Eduard war so ähnlich wie Wonström gekleided und durch seine Beschäftigung auf dem Schiffe, Scheuern und Teeren, war seine Kleidung mindestens ebenso schmierig und schwarz als die seines Freundes. Uebrigens sind die Walfischjäger alle, vom Kapitän bis auf den Schiffsjungen herab, gleich schmutzig. By the way, the whale hunters are all equally dirty, from the captain down to the ship's boy. Das Speckschneiden und -verpacken ist ein gar fettiges Geschäft. Cutting and packing bacon is a greasy business.

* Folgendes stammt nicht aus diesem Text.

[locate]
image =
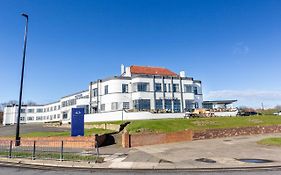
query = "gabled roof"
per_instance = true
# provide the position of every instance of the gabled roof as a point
(148, 70)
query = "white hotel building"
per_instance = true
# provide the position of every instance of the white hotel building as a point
(139, 91)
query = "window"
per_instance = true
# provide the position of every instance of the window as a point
(187, 88)
(165, 87)
(126, 105)
(196, 105)
(39, 110)
(177, 105)
(114, 106)
(125, 88)
(30, 110)
(30, 118)
(189, 105)
(68, 103)
(175, 87)
(158, 87)
(102, 107)
(168, 104)
(105, 89)
(169, 87)
(142, 87)
(142, 105)
(64, 115)
(158, 104)
(39, 118)
(22, 110)
(195, 90)
(95, 92)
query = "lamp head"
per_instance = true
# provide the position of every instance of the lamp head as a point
(25, 15)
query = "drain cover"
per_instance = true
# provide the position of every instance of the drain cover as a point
(255, 160)
(205, 160)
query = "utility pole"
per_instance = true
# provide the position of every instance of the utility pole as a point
(17, 143)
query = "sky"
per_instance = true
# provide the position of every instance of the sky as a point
(233, 47)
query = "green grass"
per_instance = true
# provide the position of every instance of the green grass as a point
(272, 141)
(46, 155)
(172, 125)
(88, 132)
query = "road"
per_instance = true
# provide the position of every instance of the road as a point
(28, 171)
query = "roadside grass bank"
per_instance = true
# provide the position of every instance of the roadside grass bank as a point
(197, 124)
(88, 132)
(55, 156)
(271, 141)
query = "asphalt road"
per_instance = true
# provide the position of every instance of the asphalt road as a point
(28, 171)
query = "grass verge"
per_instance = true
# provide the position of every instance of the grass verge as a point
(88, 132)
(173, 125)
(272, 141)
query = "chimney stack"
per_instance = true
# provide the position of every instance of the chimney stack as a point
(182, 74)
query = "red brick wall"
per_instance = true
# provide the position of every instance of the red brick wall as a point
(133, 140)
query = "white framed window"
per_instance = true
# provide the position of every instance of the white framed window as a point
(114, 106)
(126, 105)
(105, 89)
(125, 88)
(102, 107)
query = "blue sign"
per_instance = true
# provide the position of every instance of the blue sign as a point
(77, 122)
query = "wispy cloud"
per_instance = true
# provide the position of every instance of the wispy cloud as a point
(240, 48)
(247, 97)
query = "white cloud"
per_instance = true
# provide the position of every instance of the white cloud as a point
(240, 48)
(247, 97)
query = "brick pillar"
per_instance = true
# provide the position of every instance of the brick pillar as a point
(126, 140)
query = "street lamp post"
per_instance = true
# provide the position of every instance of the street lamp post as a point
(17, 143)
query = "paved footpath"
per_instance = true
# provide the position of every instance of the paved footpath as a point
(182, 155)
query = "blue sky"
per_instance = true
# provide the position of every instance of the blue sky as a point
(234, 47)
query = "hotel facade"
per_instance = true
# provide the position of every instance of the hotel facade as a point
(136, 89)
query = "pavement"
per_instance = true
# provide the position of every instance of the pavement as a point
(223, 152)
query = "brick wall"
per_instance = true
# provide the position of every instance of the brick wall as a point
(133, 140)
(230, 132)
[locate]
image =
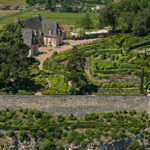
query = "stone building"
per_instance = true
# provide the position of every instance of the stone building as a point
(36, 32)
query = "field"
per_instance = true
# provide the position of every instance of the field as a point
(51, 131)
(9, 2)
(61, 18)
(6, 12)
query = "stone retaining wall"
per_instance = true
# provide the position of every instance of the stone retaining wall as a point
(76, 105)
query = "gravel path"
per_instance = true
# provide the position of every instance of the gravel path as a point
(46, 53)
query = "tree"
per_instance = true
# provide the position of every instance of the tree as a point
(142, 81)
(86, 22)
(13, 56)
(46, 145)
(134, 145)
(139, 25)
(75, 67)
(108, 16)
(126, 21)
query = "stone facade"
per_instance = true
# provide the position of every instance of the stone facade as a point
(77, 105)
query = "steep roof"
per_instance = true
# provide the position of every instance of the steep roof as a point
(32, 23)
(27, 35)
(50, 28)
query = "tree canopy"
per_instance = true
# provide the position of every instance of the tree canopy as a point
(13, 56)
(128, 16)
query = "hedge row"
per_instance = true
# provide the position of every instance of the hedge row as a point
(115, 71)
(145, 43)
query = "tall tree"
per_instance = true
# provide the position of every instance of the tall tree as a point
(13, 55)
(87, 22)
(108, 16)
(126, 21)
(139, 25)
(77, 75)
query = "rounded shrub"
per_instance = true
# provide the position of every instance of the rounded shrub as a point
(40, 133)
(10, 133)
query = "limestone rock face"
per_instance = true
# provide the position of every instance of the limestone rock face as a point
(113, 145)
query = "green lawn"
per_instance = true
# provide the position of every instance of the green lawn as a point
(9, 2)
(62, 18)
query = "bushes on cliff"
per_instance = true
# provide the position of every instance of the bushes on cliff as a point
(46, 145)
(134, 145)
(40, 133)
(1, 135)
(10, 133)
(92, 116)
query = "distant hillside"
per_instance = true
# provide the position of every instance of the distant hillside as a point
(19, 2)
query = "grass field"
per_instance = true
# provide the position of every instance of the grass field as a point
(6, 12)
(61, 18)
(9, 2)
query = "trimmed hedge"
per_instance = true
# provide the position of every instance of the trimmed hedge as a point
(139, 45)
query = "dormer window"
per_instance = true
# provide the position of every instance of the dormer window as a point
(50, 32)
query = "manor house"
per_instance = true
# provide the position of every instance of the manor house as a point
(36, 31)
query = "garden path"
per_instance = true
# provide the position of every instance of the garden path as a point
(46, 52)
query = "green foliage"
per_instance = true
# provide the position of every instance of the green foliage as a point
(134, 145)
(46, 145)
(1, 135)
(10, 133)
(75, 67)
(86, 22)
(40, 133)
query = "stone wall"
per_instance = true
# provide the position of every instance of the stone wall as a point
(76, 105)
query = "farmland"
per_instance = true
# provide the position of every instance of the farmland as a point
(61, 18)
(17, 2)
(57, 131)
(6, 12)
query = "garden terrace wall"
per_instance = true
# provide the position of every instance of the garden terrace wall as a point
(76, 105)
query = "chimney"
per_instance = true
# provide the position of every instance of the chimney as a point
(39, 16)
(17, 20)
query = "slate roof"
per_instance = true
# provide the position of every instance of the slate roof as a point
(27, 35)
(32, 23)
(34, 27)
(51, 28)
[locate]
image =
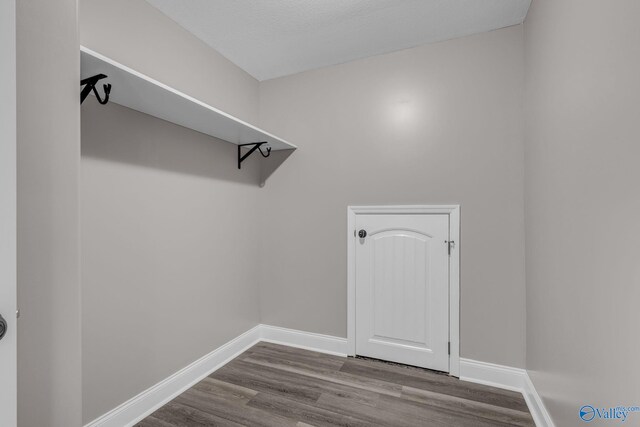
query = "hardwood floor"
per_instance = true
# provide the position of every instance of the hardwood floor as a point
(273, 385)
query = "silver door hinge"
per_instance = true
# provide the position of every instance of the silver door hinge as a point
(450, 245)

»Eduard, komm' her, meiner ausgezeichneten Kochkunst ist es gelungen, ein Getränk zu brauen, das würdig wäre, die Tafel eines Königs zu zieren,« mit diesen Worten schöpfte Wonström aus einem rußigen, kupfernen Kessel mit einem blechernen Topfe eine braune, dampfende Flüssigkeit und stieß ein behagliches »Ah« aus. "Eduard, come here, my excellent cooking has succeeded in brewing a drink that would be worthy to grace the table of a king." With these words, Wonström drew a brown, steaming liquid from a sooty, copper kettle with a tin pot and uttered a cozy "Ah". »Der feinste Geruch von der Welt; komm laß deine Metzelei unter den Eisstücken sein und labe dich an dieser feurigen Himmelsgabe.« "The finest smell in the world; come leave your butchery among the pieces of ice and feast on this fiery gift from heaven."

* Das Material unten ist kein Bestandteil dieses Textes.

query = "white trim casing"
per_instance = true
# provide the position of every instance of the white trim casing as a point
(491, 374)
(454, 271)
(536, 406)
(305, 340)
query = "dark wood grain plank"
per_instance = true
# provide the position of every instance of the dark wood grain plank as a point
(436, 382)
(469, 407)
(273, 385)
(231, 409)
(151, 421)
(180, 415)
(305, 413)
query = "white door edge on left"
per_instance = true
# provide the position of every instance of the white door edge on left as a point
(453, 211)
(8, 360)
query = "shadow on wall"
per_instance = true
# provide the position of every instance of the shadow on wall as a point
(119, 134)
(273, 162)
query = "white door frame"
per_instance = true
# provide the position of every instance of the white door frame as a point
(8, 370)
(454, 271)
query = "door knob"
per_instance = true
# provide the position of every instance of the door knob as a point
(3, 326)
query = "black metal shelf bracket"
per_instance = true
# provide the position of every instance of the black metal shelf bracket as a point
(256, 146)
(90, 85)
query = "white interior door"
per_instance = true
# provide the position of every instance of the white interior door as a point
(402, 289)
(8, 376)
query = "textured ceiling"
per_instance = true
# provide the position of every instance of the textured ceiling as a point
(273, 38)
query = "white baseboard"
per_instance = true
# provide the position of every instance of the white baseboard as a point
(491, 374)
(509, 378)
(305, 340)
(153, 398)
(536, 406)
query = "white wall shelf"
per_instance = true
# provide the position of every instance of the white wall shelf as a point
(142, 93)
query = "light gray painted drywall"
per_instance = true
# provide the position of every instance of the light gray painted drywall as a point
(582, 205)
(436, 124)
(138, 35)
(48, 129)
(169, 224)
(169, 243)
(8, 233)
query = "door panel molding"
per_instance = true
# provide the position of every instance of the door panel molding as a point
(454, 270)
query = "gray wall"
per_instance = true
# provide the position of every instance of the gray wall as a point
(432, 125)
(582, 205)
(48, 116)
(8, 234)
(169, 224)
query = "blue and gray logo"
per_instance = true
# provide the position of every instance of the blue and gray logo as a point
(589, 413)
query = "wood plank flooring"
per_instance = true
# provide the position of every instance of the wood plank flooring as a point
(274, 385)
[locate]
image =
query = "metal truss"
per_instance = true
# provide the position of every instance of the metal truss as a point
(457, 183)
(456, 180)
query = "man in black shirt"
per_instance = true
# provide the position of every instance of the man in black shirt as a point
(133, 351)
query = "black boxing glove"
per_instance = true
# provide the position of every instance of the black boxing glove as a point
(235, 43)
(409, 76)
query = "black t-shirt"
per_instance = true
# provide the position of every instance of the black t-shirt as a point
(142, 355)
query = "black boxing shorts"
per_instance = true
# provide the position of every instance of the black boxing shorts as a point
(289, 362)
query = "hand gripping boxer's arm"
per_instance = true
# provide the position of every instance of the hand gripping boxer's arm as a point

Eduard ließ sich dies nicht zweimal sagen, er legte seinen Säbel hin, den er tapfer geschwungen hatte, um den Eisstücken die rechte Form zu geben, und holte sich mit einem Blechtopfe ebenfalls Thee aus dem Kessel. Eduard didn't need to be told twice, he put down his sabre, which he had swung bravely to give the pieces of ice the right shape, and also took tea from the kettle with a tin pot. Er fuhr damit zum Munde, doch sofort setzte er wieder ab, indem er brummte: »Dein Königstrank ist verteufelt heiß, aber ich will mir erst die Hände daran wärmen,« und er umklammerte den Topf mit seinen erstarrten Fingern. He brought it to his mouth, but immediately set it down again, muttering: "Your royal potion is devilish hot, but I want to warm my hands with it first," and he clutched the pot with his frozen fingers.

»Ist er dir zu heiß, mein Sohn, so lege einen kleinen Eisberg hinein, der wird schon für die nötige Kälte sorgen, Auswahl hast du ja genug.« "If it's too hot for you, my son, put a small iceberg in it, it will provide the necessary cooling, you have enough to choose from."